I picture the wise men making the journey to the Christ Child, travelling not only with each other, but with doubt—wondering if they’ll ever get there, if the story is true. Miller’s poem leaves room for faith and doubt to walk hand in hand. After reading the ending, I revisit the second stanza and wonder if “an eye that squints through doors / cracked open” is a gift, after all—a gift of choosing to see, to look for that star even through the smallest gaps. And her title “Myrrh is Mine” is a way of claiming this gift; a mantra she needs to repeat again and again to believe it is true.
Speaking of wise men, I would be remiss not to link to T.S. Eliot’s poem “The Journey of the Magi“. He and K.D. Miller share the same squinted vision where faith and doubt blur in the wood of the manger/the wood of the cross. Christmas ushers in Easter. Birth and Death.
Compare these two lines from each poet:
“The death I sense in every new beginning.” (Miller)
“…were we led all that way for
Birth or Death? There was a Birth, certainly,
We had evidence and no doubt. I had seen birth and death,
But had thought they were different; this Birth was
Hard and bitter agony for us, like Death, our death.” (Eliot)
Boy, we do ever feel death (in universal and particular ways) as we say goodbye to one hell of a year and greet the new one.
So maybe we too, like the speaker in Miller’s poem, are bearing myrrh. Our gifts feel bittersweet this Christmas. We are drawing towards 2021 with squinted sight and half-hearted belief that it will be better. We hope, but who knows? But if a bitter-smelling gift was acceptable to greet the Christ Child so many stars ago, it is surely welcome now. And maybe one day, in the not-so-distant future, our myrrh will transform into mirth, thick and sweet and pouring down our faces.
This is beautiful, Charlene, and helped me slow down and pay attention to this beautiful, enigmatic poem.

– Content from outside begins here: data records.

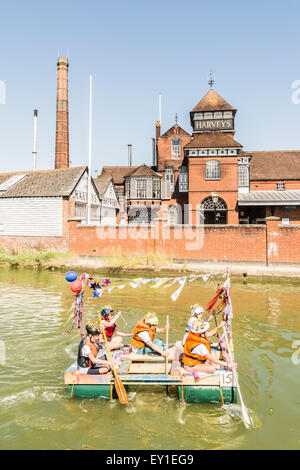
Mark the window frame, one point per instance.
(212, 174)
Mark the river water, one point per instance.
(37, 413)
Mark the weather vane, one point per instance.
(211, 80)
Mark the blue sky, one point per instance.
(135, 50)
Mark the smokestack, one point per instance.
(153, 152)
(62, 115)
(130, 154)
(35, 114)
(157, 126)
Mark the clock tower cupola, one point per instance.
(213, 114)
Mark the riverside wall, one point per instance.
(268, 244)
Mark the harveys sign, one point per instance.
(213, 125)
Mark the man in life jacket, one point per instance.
(196, 315)
(143, 341)
(197, 350)
(109, 323)
(87, 360)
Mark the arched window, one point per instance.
(243, 175)
(183, 181)
(170, 177)
(212, 170)
(214, 212)
(175, 149)
(174, 214)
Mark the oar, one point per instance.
(245, 415)
(120, 389)
(167, 342)
(121, 315)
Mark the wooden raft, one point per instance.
(149, 370)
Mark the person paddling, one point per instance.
(197, 350)
(109, 323)
(143, 341)
(87, 360)
(196, 314)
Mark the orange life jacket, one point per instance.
(191, 342)
(85, 361)
(136, 341)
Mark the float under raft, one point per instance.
(142, 371)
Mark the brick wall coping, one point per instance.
(175, 226)
(218, 226)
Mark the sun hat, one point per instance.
(196, 309)
(200, 327)
(151, 318)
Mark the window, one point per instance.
(213, 170)
(80, 210)
(174, 215)
(156, 188)
(183, 179)
(127, 187)
(141, 189)
(176, 149)
(243, 175)
(170, 177)
(214, 212)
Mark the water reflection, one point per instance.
(36, 411)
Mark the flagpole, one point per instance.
(90, 156)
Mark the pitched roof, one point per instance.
(102, 183)
(275, 165)
(175, 131)
(43, 183)
(117, 173)
(257, 198)
(212, 101)
(144, 170)
(212, 140)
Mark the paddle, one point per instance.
(167, 342)
(245, 415)
(120, 389)
(121, 315)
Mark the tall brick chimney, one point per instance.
(62, 115)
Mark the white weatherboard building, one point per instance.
(109, 200)
(39, 203)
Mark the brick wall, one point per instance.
(222, 243)
(268, 244)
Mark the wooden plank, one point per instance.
(147, 358)
(124, 367)
(86, 379)
(176, 366)
(206, 380)
(148, 368)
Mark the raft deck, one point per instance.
(149, 371)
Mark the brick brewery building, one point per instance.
(250, 200)
(208, 168)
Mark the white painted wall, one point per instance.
(40, 217)
(108, 216)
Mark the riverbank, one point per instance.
(153, 263)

Thank you!
Thanks for reading, Lydia, and for introducing me to T.S. Eliot’s poem that I plan on revisiting each Christmas.

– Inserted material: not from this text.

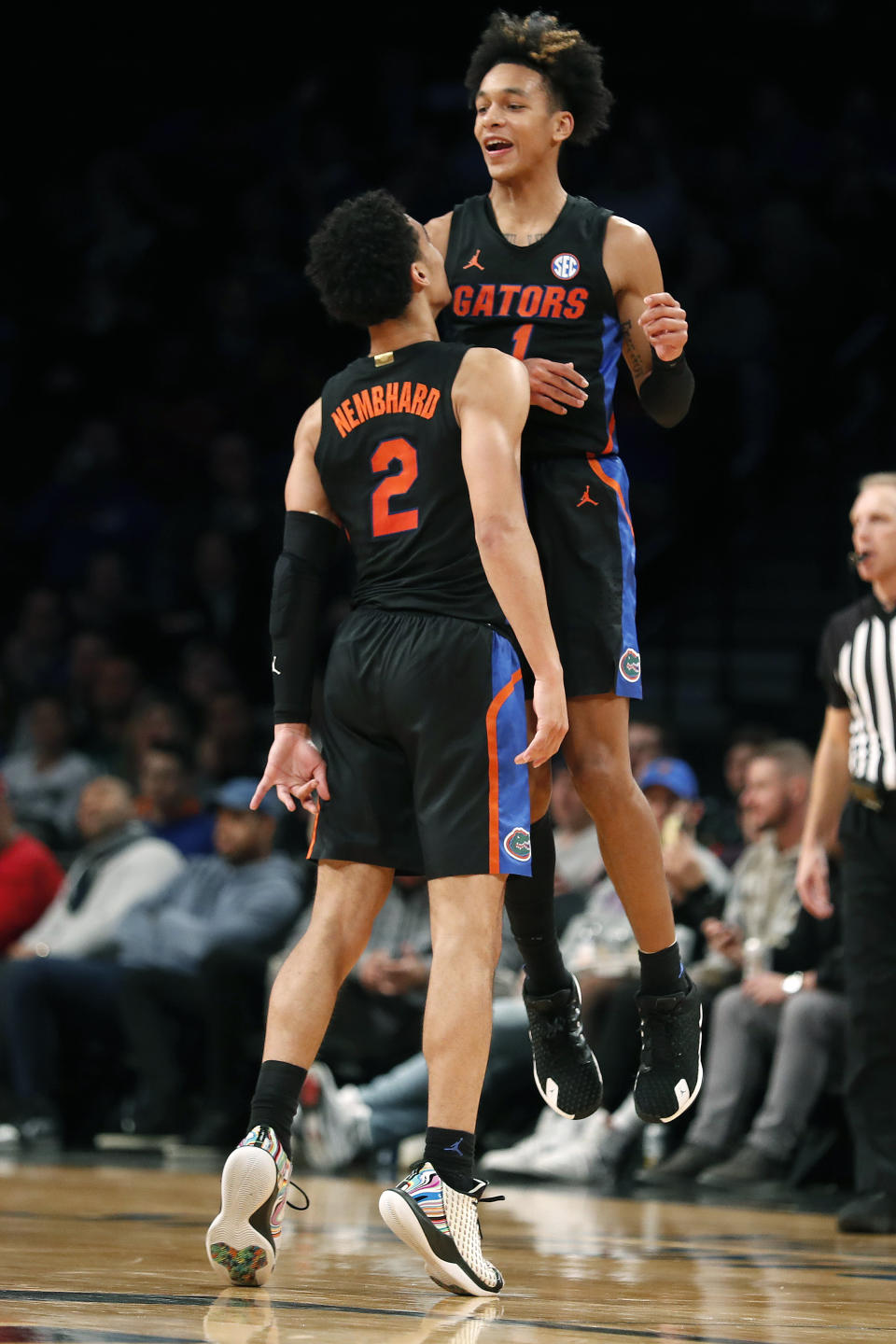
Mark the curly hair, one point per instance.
(360, 259)
(571, 67)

Wow, I love the poem. I read the ending differently than you did. I see doubt as putting out a hand not to help the speaker carry on, but to receive the speaker’s gift of myrrh that we heard about in the first stanza and not again since. She gives the gift of myrrh that was “used throughout history as perfume, incense, or medicine” to calm or sooth this friend of hers, doubt, that she wrestles with year after, and keeps thinking this will be the last, that she’ll finally give up on faith. But she approaches and makes the gift anyway, and it’s that giving that enables her to carry on. Facing her doubt, acknowledging it as her oldest friend, not trying to pretend it doesn’t exist.
Thanks for offering this interpretation, Rosie. That actually makes more sense of the last line for me. I think I fall too easily into the cultural assumption that doubt is negative, and so the poet’s reference to doubt as a friend definitely surprised, intrigued, and strangely comforted me. I love how there is so much to unwrap in this poem (pun intended).